Spaying or neutering your dogs is the most obvious solution. If you have no intention of breeding them, this will help to restrict their escape behaviors and has the added benefit of lowering male dog aggression. If this is not feasible, your only choice is to make your yard as escape-proof as possible. Bear in mind that your dogs may go to extreme means in order to satisfy their biological drive.
When You Finally Locate Your Dog
While it may seem paradoxical, punishing your pets for escaping is not a good idea. Dogs do not comprehend cause and consequence in the same way that humans do. They will immediately link a consequence with their conduct. While you are attempting to educate your dogs that leaving would result in punishment, they will believe that returning will result in punishment. You should only reprimand them if you catch them attempting to flee.
Determine How Your Dog Is Getting Away
Dogs’ intellect, strength, and resolve make them ideal companions—and brilliant escape artists. If you are unable to change the conduct that resulted in the escape, it is time to prevent the escape itself. Before you can begin to escape-proof your backyard, you must first determine how your dog escapes. Examine the fence for holes beneath or within it, loose boards, unsafe gates, or evidence of climbing. Once you’ve identified their tactics, you may correct them.

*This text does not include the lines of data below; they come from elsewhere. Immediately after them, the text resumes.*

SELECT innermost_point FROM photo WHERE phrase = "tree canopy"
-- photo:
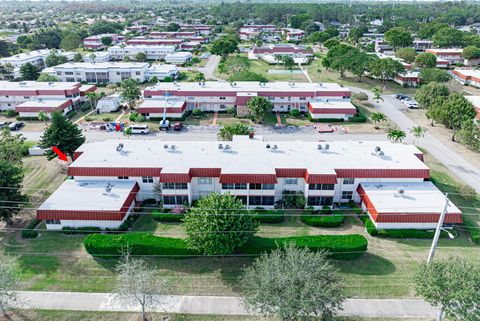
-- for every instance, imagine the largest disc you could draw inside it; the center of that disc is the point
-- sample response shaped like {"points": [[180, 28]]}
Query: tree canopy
{"points": [[218, 224], [292, 283], [63, 134]]}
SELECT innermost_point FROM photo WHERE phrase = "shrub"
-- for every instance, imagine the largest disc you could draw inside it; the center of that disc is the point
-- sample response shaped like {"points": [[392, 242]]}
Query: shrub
{"points": [[341, 247], [323, 220], [269, 216], [29, 231], [295, 113], [10, 113], [80, 230], [165, 215], [361, 96]]}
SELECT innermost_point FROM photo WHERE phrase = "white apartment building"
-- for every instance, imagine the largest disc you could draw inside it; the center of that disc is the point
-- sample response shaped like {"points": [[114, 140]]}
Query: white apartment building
{"points": [[110, 177], [178, 58], [36, 58], [154, 52], [41, 96], [162, 71], [106, 72]]}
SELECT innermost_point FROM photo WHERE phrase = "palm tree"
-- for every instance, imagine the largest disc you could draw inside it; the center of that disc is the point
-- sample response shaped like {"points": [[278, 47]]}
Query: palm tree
{"points": [[42, 116], [378, 118], [92, 98], [396, 135], [377, 93], [417, 132]]}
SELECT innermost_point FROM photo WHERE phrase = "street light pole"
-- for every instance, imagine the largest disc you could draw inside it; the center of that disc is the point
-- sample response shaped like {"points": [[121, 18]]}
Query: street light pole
{"points": [[438, 231], [435, 242]]}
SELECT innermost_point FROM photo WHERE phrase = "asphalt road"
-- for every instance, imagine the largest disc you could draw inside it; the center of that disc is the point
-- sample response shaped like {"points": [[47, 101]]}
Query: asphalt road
{"points": [[219, 305]]}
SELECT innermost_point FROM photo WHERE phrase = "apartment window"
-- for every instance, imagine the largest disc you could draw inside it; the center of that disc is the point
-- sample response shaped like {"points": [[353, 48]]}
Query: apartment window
{"points": [[175, 200], [321, 187], [168, 185], [291, 181], [234, 186], [261, 200], [319, 201], [348, 181], [204, 181], [243, 199], [347, 195]]}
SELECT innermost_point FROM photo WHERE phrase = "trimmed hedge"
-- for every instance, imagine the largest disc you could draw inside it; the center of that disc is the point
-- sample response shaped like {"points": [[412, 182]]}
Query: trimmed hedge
{"points": [[164, 215], [80, 230], [399, 233], [269, 216], [341, 247], [333, 220], [29, 231]]}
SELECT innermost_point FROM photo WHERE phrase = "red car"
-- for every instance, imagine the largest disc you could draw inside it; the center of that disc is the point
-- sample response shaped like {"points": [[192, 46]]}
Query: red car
{"points": [[177, 126]]}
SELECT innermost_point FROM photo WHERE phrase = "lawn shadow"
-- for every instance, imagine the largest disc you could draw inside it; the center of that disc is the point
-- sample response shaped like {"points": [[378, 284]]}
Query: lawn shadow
{"points": [[368, 264]]}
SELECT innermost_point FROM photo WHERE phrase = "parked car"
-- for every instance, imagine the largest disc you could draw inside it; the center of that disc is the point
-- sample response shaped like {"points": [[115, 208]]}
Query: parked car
{"points": [[178, 126], [4, 123], [139, 129], [16, 126]]}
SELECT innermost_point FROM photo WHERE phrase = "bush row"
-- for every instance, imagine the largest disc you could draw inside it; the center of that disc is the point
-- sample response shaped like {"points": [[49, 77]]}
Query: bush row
{"points": [[333, 220], [399, 233], [341, 247], [29, 231]]}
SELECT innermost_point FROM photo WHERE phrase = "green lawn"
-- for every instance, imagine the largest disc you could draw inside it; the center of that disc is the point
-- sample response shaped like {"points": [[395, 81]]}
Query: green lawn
{"points": [[51, 315]]}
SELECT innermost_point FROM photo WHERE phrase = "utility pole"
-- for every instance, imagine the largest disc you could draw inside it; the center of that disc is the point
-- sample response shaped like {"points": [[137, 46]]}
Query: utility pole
{"points": [[435, 242], [438, 231]]}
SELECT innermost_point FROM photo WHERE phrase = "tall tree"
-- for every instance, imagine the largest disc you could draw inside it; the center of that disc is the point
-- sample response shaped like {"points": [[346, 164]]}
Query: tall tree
{"points": [[229, 130], [130, 92], [398, 37], [29, 72], [137, 283], [456, 110], [259, 107], [63, 134], [407, 54], [293, 284], [385, 69], [9, 283], [452, 287], [11, 177], [426, 60], [219, 224]]}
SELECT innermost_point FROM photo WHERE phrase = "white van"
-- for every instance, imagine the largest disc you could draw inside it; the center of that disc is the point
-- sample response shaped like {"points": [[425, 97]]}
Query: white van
{"points": [[139, 129]]}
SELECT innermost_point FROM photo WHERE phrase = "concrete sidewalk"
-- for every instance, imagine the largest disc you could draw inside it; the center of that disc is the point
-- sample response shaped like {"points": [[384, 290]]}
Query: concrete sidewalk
{"points": [[379, 308]]}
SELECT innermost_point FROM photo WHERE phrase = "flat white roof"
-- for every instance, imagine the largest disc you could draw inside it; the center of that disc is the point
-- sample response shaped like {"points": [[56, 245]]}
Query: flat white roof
{"points": [[248, 156], [71, 196], [332, 104], [418, 197], [252, 86], [37, 85], [102, 65], [163, 68], [144, 47], [44, 103], [160, 103]]}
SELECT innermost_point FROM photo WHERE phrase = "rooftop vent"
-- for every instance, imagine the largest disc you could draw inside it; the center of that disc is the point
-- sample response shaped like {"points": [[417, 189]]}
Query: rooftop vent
{"points": [[108, 188]]}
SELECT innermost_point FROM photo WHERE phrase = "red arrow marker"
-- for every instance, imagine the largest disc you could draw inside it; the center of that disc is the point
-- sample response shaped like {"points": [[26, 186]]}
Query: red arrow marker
{"points": [[61, 155]]}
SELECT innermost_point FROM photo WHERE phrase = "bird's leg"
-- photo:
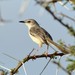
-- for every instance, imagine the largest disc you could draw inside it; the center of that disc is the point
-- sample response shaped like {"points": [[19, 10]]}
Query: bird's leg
{"points": [[46, 52]]}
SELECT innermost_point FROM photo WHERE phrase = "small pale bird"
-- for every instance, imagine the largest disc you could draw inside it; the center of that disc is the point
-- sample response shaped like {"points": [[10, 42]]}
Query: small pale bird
{"points": [[37, 33], [40, 35]]}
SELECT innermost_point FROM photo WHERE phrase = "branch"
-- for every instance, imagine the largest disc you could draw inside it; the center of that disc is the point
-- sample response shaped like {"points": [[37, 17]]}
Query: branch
{"points": [[15, 70], [61, 67]]}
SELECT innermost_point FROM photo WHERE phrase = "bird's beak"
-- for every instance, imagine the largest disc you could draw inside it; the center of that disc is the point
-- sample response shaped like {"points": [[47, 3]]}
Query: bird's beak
{"points": [[22, 21]]}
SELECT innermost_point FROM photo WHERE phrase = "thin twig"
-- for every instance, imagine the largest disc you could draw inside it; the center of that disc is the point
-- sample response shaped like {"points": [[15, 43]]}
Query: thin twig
{"points": [[45, 66], [62, 67]]}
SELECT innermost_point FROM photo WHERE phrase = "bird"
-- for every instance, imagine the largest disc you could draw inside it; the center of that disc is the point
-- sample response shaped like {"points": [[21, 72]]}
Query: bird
{"points": [[40, 36]]}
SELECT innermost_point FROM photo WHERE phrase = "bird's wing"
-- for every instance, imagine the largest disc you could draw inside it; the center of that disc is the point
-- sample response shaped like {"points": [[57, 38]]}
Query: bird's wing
{"points": [[41, 33]]}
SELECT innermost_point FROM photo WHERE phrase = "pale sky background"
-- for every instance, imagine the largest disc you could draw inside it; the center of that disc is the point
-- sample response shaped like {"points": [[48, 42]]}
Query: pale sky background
{"points": [[15, 41]]}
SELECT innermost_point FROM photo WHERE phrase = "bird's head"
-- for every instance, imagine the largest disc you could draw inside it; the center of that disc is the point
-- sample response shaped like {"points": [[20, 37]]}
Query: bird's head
{"points": [[30, 23]]}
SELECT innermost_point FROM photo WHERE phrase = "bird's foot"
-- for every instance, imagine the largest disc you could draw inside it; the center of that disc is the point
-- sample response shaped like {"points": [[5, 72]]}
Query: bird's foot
{"points": [[46, 53]]}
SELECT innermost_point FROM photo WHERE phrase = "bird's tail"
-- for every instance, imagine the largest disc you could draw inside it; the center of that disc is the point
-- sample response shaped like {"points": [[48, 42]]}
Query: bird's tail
{"points": [[65, 51]]}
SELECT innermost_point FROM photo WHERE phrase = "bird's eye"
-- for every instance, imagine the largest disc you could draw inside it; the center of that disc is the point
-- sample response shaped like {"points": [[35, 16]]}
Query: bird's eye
{"points": [[29, 21]]}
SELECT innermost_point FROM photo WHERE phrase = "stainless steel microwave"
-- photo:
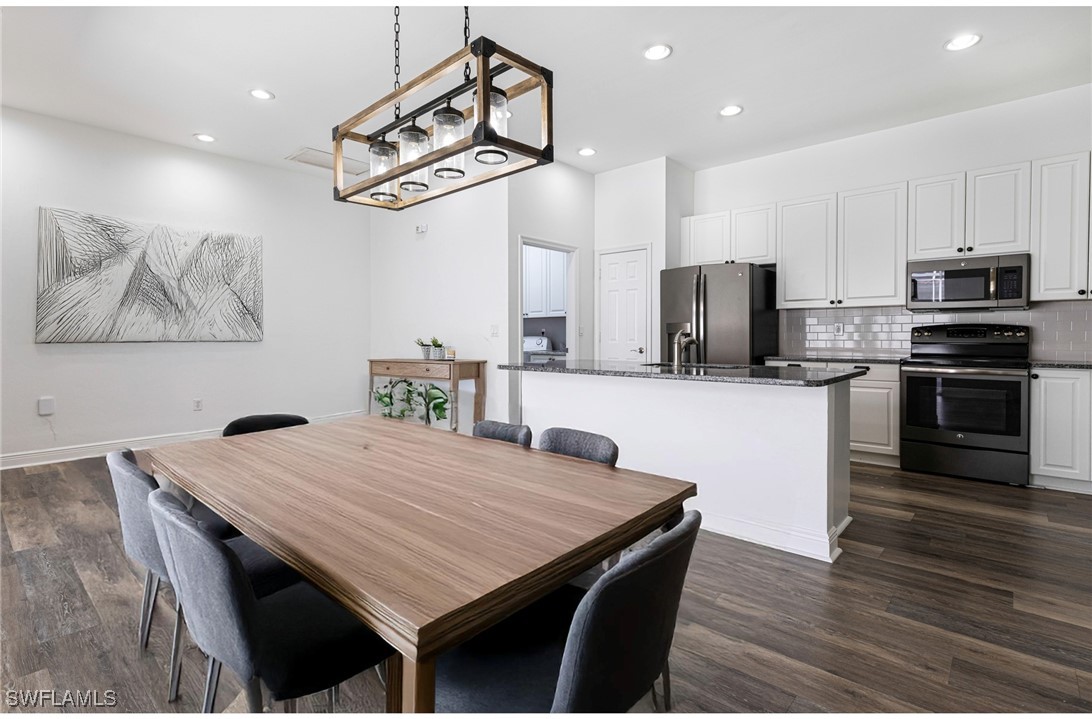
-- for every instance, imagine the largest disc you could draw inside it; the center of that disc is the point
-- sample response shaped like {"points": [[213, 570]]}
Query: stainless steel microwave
{"points": [[988, 282]]}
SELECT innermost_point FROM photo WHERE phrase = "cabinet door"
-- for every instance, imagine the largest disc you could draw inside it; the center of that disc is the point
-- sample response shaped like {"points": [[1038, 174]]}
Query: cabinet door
{"points": [[1060, 403], [534, 281], [1059, 227], [936, 221], [998, 202], [708, 234], [871, 246], [874, 416], [557, 291], [754, 235], [807, 240]]}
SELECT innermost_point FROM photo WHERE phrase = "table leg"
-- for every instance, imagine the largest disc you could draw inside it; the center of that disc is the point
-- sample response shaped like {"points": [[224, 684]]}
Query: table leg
{"points": [[411, 685], [479, 396], [453, 393]]}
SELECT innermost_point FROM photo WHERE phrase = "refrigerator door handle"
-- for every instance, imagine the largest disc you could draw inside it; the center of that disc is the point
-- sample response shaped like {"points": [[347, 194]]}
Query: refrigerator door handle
{"points": [[701, 321]]}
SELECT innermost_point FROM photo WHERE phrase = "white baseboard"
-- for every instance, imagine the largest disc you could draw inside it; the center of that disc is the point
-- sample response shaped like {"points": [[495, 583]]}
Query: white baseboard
{"points": [[55, 455], [822, 546]]}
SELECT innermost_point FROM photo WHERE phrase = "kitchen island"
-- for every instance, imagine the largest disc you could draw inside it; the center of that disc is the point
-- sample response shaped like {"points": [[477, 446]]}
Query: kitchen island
{"points": [[768, 447]]}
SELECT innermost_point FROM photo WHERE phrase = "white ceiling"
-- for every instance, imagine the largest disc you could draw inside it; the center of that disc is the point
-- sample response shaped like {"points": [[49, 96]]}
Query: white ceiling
{"points": [[804, 74]]}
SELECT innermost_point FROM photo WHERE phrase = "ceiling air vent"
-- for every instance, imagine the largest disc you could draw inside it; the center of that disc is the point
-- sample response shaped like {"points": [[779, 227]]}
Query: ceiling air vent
{"points": [[325, 160]]}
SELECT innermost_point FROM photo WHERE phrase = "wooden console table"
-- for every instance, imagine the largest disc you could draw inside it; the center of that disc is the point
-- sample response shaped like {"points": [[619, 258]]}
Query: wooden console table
{"points": [[453, 370]]}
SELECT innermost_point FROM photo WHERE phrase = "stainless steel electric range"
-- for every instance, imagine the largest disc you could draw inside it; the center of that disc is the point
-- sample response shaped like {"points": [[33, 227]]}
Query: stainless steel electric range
{"points": [[964, 402]]}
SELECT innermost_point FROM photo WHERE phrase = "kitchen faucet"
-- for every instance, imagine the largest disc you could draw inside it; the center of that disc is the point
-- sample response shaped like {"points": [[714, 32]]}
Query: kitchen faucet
{"points": [[679, 343]]}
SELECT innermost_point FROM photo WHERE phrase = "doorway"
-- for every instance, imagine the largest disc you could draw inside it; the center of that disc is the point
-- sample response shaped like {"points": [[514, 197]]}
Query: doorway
{"points": [[625, 306]]}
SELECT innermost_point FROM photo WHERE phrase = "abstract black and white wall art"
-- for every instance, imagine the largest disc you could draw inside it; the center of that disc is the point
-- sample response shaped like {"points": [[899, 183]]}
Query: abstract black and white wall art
{"points": [[107, 280]]}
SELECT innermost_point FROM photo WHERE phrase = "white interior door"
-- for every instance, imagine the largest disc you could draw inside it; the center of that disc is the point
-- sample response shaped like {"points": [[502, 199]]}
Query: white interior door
{"points": [[624, 299]]}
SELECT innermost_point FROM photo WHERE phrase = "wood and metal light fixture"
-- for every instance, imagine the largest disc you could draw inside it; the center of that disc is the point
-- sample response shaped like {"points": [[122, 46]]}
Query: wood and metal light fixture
{"points": [[429, 162]]}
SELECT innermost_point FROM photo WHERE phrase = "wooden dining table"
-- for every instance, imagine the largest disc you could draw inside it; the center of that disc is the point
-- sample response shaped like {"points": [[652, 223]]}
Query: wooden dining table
{"points": [[427, 537]]}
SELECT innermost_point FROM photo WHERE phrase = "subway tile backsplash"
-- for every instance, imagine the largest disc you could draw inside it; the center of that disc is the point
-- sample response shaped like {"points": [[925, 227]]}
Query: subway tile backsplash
{"points": [[1059, 330]]}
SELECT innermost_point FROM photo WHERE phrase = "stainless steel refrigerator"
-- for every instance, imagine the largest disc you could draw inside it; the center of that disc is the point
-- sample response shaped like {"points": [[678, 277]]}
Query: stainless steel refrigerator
{"points": [[730, 308]]}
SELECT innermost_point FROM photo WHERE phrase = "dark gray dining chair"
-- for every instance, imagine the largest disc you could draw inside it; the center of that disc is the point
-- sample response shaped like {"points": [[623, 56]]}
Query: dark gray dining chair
{"points": [[576, 652], [296, 640], [261, 423], [581, 445], [132, 486], [518, 434]]}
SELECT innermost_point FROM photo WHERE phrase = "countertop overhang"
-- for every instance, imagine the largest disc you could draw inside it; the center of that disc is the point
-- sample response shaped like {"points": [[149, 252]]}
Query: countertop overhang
{"points": [[737, 374]]}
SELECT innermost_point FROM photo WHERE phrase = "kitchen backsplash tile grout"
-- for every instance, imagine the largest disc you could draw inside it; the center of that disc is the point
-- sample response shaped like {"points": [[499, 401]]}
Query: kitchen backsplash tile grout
{"points": [[1061, 331]]}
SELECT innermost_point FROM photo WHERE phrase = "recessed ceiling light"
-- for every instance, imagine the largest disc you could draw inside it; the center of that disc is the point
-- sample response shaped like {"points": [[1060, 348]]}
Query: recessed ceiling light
{"points": [[962, 42], [657, 51]]}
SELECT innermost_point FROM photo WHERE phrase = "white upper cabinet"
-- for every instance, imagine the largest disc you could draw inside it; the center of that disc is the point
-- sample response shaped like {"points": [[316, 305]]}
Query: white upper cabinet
{"points": [[998, 203], [1059, 231], [1060, 425], [708, 239], [936, 223], [754, 235], [545, 292], [807, 249], [871, 246], [557, 291]]}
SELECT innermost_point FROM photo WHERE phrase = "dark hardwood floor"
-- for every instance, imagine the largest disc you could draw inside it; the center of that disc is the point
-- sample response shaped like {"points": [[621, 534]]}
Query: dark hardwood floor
{"points": [[951, 596]]}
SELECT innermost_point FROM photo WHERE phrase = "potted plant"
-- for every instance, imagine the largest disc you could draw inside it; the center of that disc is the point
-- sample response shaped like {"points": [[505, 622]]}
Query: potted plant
{"points": [[437, 349]]}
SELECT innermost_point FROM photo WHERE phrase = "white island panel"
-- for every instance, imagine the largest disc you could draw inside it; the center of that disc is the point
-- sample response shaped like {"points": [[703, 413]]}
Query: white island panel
{"points": [[771, 462]]}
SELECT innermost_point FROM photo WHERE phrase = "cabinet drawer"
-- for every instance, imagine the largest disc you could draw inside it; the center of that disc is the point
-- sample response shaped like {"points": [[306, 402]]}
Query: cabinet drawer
{"points": [[879, 373], [412, 369]]}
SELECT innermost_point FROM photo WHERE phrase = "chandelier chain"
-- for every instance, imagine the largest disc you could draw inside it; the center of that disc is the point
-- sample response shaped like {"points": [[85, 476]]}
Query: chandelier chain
{"points": [[398, 67], [466, 39]]}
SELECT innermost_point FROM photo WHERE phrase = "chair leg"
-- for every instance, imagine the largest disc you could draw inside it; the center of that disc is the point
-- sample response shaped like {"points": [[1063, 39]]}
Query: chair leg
{"points": [[147, 604], [667, 686], [212, 680], [254, 695], [176, 655]]}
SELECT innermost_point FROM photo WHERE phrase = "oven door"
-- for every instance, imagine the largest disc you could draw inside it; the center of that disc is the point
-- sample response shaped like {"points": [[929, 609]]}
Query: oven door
{"points": [[977, 408]]}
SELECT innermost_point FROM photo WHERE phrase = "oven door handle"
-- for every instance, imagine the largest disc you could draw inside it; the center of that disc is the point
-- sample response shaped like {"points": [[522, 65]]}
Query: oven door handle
{"points": [[966, 370]]}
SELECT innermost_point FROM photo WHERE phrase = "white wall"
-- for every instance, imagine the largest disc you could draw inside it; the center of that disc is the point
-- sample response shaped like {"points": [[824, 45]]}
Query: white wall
{"points": [[631, 209], [451, 282], [316, 303], [1035, 127]]}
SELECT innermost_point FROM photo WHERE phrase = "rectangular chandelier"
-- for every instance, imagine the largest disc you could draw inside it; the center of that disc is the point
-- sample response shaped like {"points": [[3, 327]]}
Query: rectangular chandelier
{"points": [[463, 146]]}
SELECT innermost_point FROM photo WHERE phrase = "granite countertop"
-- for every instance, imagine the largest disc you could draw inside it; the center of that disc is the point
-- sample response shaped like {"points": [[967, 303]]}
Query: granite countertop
{"points": [[843, 357], [738, 374], [1051, 364]]}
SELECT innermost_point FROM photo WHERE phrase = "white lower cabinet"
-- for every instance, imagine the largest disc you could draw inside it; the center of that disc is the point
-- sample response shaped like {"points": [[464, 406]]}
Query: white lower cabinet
{"points": [[874, 404], [1061, 427]]}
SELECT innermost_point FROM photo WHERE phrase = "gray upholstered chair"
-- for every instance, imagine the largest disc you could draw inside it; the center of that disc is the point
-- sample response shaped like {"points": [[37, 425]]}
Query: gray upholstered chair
{"points": [[581, 445], [132, 486], [574, 652], [261, 423], [518, 434], [297, 640]]}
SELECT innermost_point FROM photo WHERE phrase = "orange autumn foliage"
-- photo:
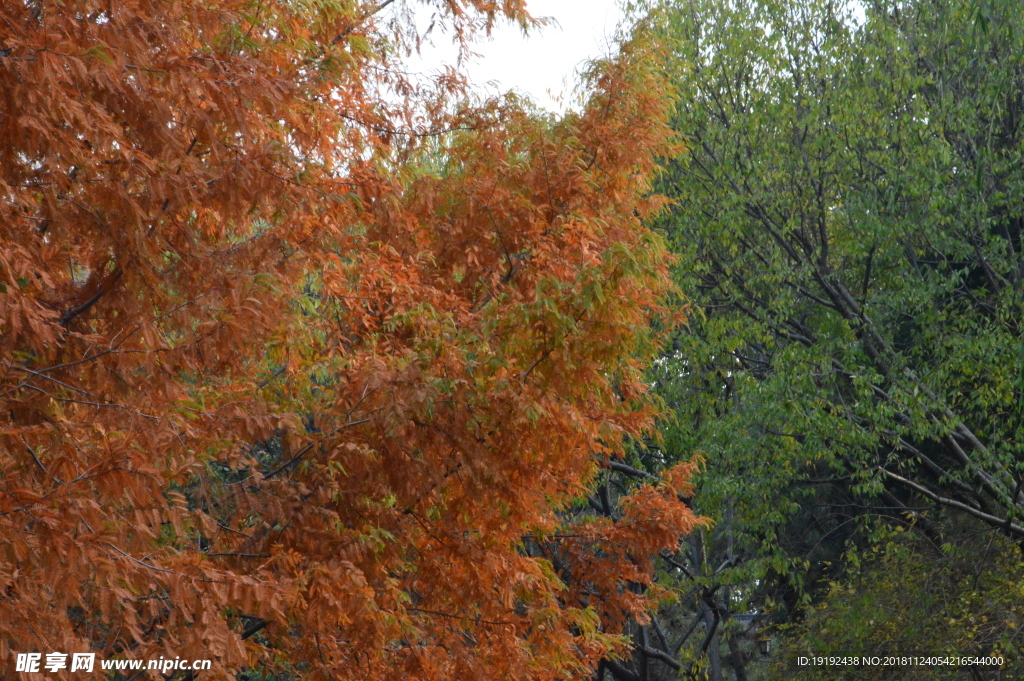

If your dogs are digging beneath the fence, you can stop their digging by burying huge boulders or paving stones. Avoid using smaller stones or even bricks, since they may be moved by strong or clever dogs using their paws or teeth. If your dog is climbing or leaping over the fence, you may compensate by increasing the height of the fence or by adding a fence topper that curves in at approximately 45 degrees.
Despite their numerous difficulties, dog lovers cannot fathom a world without their furry companion. If you understand and correct their behavior, dogs are excellent pets. Otherwise, don’t be scared to convert your backyard into a dog castle.